Con estas creaciones se cerró el evento con un intercambio de plantas artesanales, hechas por las familias de la región. Unos detalles que significaban más que cartón, fomi, pintura, cucharas o pitillos: era la representación de una vida en unidad, perdón, reconciliación e igualdad.
Luis Wilches, vecino de Adela, fue uno de los invitados a la jornada. Él, de brazos color canela, un pecho firme como de marfil y una mirada tan penetrante y profunda como el amanecer despuntando el alba, recuerda que no dejó la región, él se quedó en su finca, en la vereda Piedra Verde, a pesar de la guerra.
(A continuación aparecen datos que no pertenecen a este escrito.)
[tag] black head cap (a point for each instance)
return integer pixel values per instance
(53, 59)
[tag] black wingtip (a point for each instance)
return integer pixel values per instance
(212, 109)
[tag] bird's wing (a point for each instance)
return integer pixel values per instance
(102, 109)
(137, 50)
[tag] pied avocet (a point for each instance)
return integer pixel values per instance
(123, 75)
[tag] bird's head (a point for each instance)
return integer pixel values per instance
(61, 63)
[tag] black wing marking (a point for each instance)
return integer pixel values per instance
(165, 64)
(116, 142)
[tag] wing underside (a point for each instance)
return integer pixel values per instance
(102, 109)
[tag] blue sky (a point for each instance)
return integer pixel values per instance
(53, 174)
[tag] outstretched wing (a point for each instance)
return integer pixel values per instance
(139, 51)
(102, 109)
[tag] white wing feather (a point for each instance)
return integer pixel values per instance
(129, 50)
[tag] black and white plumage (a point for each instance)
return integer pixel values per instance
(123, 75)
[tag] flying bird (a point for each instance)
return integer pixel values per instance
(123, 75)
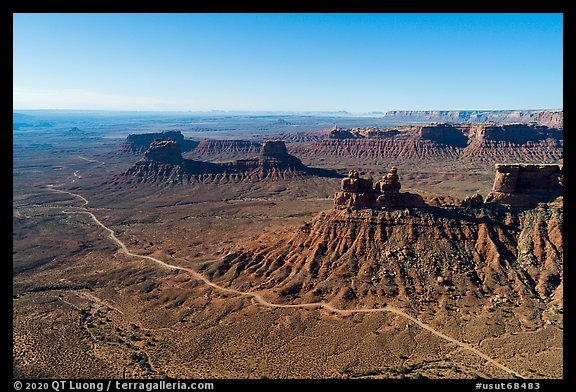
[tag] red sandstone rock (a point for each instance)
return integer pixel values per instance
(472, 201)
(358, 193)
(524, 185)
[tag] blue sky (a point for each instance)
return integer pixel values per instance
(288, 62)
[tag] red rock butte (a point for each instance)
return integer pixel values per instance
(525, 185)
(360, 193)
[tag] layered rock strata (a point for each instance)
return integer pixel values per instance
(358, 193)
(524, 185)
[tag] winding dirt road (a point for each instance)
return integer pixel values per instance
(260, 300)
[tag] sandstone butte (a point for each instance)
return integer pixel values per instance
(515, 185)
(163, 163)
(379, 245)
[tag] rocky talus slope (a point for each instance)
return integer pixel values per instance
(138, 144)
(370, 255)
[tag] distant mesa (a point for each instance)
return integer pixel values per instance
(281, 121)
(525, 185)
(485, 142)
(138, 144)
(551, 118)
(163, 163)
(357, 193)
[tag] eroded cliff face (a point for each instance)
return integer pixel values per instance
(138, 144)
(523, 185)
(163, 164)
(367, 258)
(379, 246)
(551, 118)
(475, 142)
(224, 149)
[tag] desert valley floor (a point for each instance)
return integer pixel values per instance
(160, 262)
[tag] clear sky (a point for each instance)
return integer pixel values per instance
(288, 62)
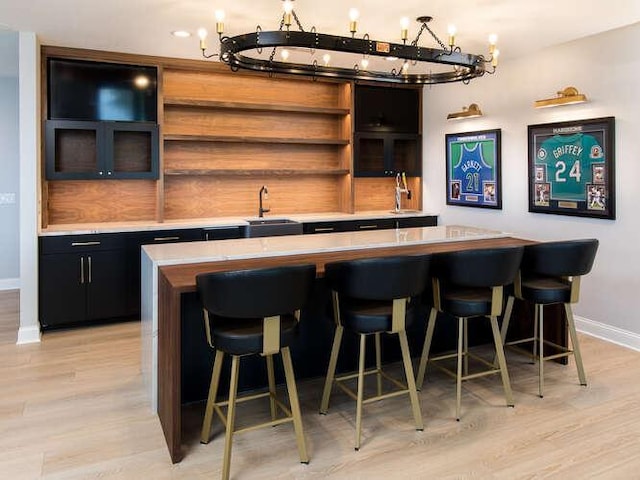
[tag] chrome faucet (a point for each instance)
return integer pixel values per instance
(261, 211)
(401, 189)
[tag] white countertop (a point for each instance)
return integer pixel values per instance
(238, 249)
(140, 226)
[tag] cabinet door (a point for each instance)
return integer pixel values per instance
(131, 149)
(62, 289)
(106, 282)
(405, 153)
(72, 150)
(386, 154)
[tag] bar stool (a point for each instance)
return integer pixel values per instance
(372, 296)
(251, 312)
(469, 284)
(550, 274)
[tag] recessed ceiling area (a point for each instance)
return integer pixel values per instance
(145, 26)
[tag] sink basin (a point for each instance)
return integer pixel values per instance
(272, 227)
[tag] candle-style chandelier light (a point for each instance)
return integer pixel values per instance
(272, 52)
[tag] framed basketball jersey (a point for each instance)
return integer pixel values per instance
(473, 169)
(571, 168)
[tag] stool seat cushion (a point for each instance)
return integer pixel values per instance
(369, 316)
(244, 336)
(546, 290)
(466, 301)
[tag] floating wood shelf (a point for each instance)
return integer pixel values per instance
(234, 139)
(248, 172)
(196, 103)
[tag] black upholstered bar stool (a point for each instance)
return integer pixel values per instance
(468, 284)
(251, 312)
(550, 274)
(370, 297)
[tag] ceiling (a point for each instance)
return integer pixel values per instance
(144, 26)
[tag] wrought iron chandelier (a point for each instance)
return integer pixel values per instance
(257, 51)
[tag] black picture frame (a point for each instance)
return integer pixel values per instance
(572, 168)
(474, 169)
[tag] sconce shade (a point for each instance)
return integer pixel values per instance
(467, 112)
(568, 96)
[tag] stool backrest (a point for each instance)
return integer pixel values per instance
(383, 278)
(486, 267)
(256, 293)
(560, 259)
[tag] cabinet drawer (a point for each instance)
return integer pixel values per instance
(325, 227)
(373, 224)
(81, 243)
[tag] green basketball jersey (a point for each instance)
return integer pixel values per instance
(568, 160)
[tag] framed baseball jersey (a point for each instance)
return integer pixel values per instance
(571, 168)
(473, 169)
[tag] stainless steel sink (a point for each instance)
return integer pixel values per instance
(272, 227)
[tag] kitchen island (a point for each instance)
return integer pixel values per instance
(168, 273)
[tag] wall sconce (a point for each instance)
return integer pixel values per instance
(568, 96)
(467, 112)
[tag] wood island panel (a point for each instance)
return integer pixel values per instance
(175, 280)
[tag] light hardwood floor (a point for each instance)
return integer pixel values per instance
(74, 407)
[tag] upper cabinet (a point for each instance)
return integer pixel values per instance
(387, 138)
(100, 150)
(101, 121)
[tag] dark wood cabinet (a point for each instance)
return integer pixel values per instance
(386, 154)
(86, 150)
(82, 278)
(387, 136)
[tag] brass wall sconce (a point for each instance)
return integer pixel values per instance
(471, 111)
(568, 96)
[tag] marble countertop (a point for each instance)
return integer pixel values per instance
(140, 226)
(238, 249)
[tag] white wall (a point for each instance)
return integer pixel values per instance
(603, 67)
(9, 161)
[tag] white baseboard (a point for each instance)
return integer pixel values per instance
(9, 283)
(607, 332)
(28, 335)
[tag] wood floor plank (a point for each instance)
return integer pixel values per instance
(74, 407)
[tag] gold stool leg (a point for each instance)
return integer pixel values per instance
(465, 356)
(534, 350)
(231, 416)
(411, 383)
(378, 364)
(506, 384)
(295, 405)
(363, 343)
(508, 310)
(211, 400)
(424, 358)
(331, 371)
(575, 344)
(540, 315)
(272, 386)
(459, 368)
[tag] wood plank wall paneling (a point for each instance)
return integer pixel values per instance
(211, 196)
(190, 121)
(379, 194)
(95, 201)
(249, 156)
(229, 87)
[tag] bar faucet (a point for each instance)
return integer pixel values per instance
(401, 178)
(264, 193)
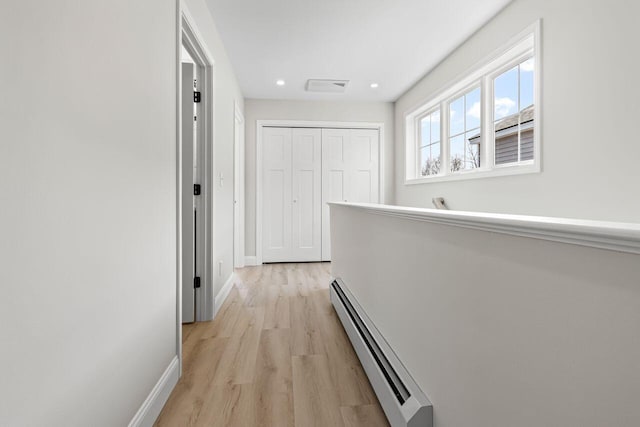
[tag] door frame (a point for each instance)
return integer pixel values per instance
(238, 188)
(261, 124)
(189, 36)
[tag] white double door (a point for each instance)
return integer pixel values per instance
(303, 169)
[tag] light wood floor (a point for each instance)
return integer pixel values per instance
(276, 355)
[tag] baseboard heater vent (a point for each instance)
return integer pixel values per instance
(400, 397)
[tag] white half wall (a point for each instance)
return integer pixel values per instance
(227, 94)
(261, 109)
(500, 330)
(88, 216)
(590, 107)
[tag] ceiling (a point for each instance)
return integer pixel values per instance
(392, 43)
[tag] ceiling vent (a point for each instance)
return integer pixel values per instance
(328, 86)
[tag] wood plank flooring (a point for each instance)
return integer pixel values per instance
(276, 355)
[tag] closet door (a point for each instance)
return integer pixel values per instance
(350, 172)
(363, 166)
(306, 234)
(276, 197)
(335, 176)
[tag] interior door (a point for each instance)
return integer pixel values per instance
(335, 171)
(189, 133)
(363, 166)
(306, 233)
(276, 194)
(350, 172)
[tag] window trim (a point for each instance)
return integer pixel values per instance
(525, 44)
(419, 147)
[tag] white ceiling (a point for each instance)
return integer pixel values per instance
(390, 42)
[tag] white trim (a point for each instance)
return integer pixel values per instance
(615, 236)
(153, 404)
(194, 41)
(526, 44)
(238, 187)
(261, 124)
(179, 185)
(224, 292)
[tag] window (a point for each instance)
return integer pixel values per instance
(464, 131)
(486, 124)
(430, 161)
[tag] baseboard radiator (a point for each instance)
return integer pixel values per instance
(403, 402)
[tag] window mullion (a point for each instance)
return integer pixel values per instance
(487, 139)
(444, 137)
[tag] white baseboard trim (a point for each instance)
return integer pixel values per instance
(224, 292)
(153, 404)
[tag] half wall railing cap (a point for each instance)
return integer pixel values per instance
(617, 236)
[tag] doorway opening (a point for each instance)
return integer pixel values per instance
(195, 175)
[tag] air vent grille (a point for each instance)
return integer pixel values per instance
(327, 86)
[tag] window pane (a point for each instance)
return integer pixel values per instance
(435, 126)
(473, 109)
(424, 159)
(457, 158)
(430, 160)
(526, 134)
(514, 126)
(526, 83)
(456, 116)
(425, 131)
(435, 151)
(472, 152)
(505, 98)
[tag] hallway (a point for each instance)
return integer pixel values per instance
(276, 355)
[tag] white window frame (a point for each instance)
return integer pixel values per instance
(524, 45)
(418, 140)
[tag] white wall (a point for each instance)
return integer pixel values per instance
(589, 113)
(226, 92)
(499, 330)
(88, 215)
(259, 109)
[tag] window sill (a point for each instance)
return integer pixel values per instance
(519, 169)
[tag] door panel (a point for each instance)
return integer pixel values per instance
(307, 198)
(188, 244)
(364, 167)
(335, 177)
(277, 198)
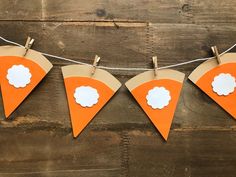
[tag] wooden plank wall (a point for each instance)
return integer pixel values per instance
(120, 141)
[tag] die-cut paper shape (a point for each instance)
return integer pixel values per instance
(18, 76)
(223, 84)
(204, 75)
(158, 97)
(172, 81)
(38, 67)
(76, 76)
(86, 96)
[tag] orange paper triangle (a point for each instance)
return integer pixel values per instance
(38, 66)
(76, 76)
(205, 73)
(140, 86)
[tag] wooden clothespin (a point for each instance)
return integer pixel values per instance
(154, 59)
(28, 44)
(216, 53)
(95, 63)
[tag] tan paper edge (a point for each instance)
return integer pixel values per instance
(209, 65)
(149, 75)
(32, 55)
(85, 71)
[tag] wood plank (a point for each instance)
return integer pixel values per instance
(53, 152)
(127, 46)
(156, 11)
(96, 10)
(190, 153)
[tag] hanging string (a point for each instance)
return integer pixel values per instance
(117, 68)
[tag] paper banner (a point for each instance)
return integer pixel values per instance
(158, 97)
(20, 75)
(87, 93)
(218, 81)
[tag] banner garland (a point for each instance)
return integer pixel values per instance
(89, 87)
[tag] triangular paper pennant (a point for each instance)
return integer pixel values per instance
(87, 93)
(218, 81)
(20, 74)
(158, 97)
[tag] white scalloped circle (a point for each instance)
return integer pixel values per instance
(18, 76)
(223, 84)
(86, 96)
(158, 97)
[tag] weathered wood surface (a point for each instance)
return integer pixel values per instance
(120, 141)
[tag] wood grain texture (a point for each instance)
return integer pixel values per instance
(120, 141)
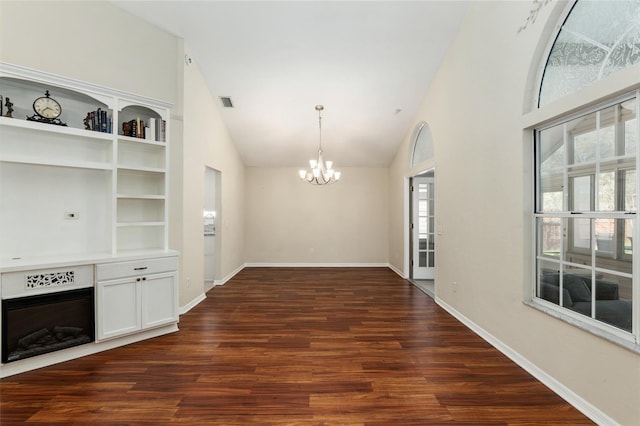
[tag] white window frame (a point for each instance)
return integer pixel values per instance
(604, 92)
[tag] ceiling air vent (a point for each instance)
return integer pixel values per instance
(226, 101)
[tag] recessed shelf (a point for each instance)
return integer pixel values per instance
(141, 169)
(141, 140)
(117, 184)
(24, 159)
(128, 224)
(50, 128)
(140, 197)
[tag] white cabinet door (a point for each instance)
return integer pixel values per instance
(118, 307)
(159, 299)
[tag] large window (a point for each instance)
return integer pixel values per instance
(597, 39)
(586, 230)
(586, 213)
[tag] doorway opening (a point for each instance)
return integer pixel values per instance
(422, 246)
(211, 219)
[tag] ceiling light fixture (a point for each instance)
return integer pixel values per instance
(321, 172)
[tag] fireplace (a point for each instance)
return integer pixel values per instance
(36, 325)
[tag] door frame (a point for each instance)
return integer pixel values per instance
(410, 220)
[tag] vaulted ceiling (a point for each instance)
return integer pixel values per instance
(368, 62)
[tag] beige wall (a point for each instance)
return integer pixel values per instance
(207, 143)
(91, 41)
(292, 222)
(100, 43)
(474, 109)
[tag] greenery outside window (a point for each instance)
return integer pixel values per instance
(586, 214)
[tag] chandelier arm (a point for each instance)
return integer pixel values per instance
(321, 173)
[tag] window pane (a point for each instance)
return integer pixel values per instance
(549, 237)
(607, 132)
(607, 192)
(576, 287)
(422, 259)
(630, 201)
(629, 116)
(581, 229)
(552, 201)
(548, 284)
(584, 147)
(581, 199)
(605, 232)
(628, 237)
(550, 151)
(613, 300)
(598, 38)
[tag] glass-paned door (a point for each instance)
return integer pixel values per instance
(423, 221)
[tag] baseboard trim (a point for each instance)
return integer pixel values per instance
(561, 390)
(192, 304)
(398, 271)
(75, 352)
(316, 265)
(233, 273)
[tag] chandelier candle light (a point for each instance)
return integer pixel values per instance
(321, 172)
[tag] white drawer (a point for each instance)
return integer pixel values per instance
(40, 281)
(115, 270)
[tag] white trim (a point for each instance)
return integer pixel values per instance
(195, 302)
(64, 355)
(224, 280)
(101, 92)
(564, 392)
(617, 84)
(399, 272)
(317, 265)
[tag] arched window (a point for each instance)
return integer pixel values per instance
(597, 39)
(423, 144)
(586, 181)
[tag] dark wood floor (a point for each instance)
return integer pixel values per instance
(353, 346)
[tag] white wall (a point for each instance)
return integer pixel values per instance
(474, 108)
(91, 41)
(292, 222)
(100, 43)
(207, 143)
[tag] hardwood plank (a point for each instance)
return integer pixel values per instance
(278, 346)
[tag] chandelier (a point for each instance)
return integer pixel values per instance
(321, 172)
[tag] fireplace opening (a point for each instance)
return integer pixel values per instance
(36, 325)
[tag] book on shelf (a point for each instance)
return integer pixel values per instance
(98, 121)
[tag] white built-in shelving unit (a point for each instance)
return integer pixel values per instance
(71, 196)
Wilches vivió cada segundo como si fuera el último; su humildad y resiliencia le permitieron dominar el deseo de venganza para someterlo al de la justicia a través del perdón. No es de extrañarse que las manos que en algún momento se hicieron gruesas al labrar la tierra, sean ahora las que levantan en alto flores de la mansedumbre, misericordia y transparencia. Una imagen que, como dice Adela, quedará grabada en la memoria de sus vecinos.
“Este trabajo de reconciliación nos ha servido mucho, me ha servido mucho, para la convivencia como personas y para estar en comunidad”, dice Luis. “Por eso es que hacemos más juntos que uno solo y eso es magnífico”, añade.
Así como en algún momento la incertidumbre del pasado irrumpió sus vidas, ahora, con la restauración de los lazos comunitarios y el perdón como práctica diaria, esta comunidad está cultivando en sus tierras y en sus corazones una semilla de amor y esperanza. Por eso Adela sabe que construir sociedad es un trabajo que implica tiempo, voluntad y constancia; que perdonar significa reconocer las faltas propias para deshacerse de ellas y sanar, y que tejer sociedad es una labor de todos, una que se hace a pulso, como el que ella tiene cuando hace edredones de punta a punta para mantener el calor de su hogar.
Así es Adela, una mujer que sabe que sus sonrisas son el ingrediente secreto para alimentar el espíritu de bondad en su comunidad.